The user works entirely through kvstore_* functions. The internal structure (linear search, array of entries) can be replaced with a hash table without changing the header.

Common Pitfalls

  • Forgetting to provide a destroy function. If create allocates, users need a way to free. Without destroy, every use leaks memory.
  • Returning internal pointers. If kvstore_get returns a pointer to an internal string and the user holds it past a kvstore_delete call, the pointer dangles. Document lifetime rules clearly.
  • Making the opaque type too opaque. If users constantly need five getters to do basic work, the API is too restrictive. Balance hiding with usability.
  • Stack allocation is impossible. Because users do not know the struct size, they cannot allocate it on the stack. Every instance requires heap allocation. For performance-critical inner loops, this can matter.
  • Header-only libraries cannot use opaque types. The technique requires a separate .c file with the struct definition.
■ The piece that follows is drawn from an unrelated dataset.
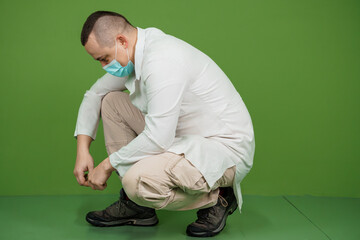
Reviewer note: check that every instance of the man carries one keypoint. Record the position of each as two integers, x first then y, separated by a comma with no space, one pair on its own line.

Header-only libraries must expose the full struct.

Key Takeaways

  • Opaque types are C's mechanism for encapsulation: declare a struct in the header, define it only in the .c file.
  • Users get a pointer they cannot dereference. All access goes through API functions.
  • The create/destroy/get/set pattern gives a clean, consistent interface and makes ownership explicit.
  • Real C libraries use this pattern extensively: FILE*, SQLite handles, OpenSSL contexts.
  • The tradeoff is mandatory heap allocation and function call overhead for every access. For most code, this cost is negligible compared to the maintainability benefits.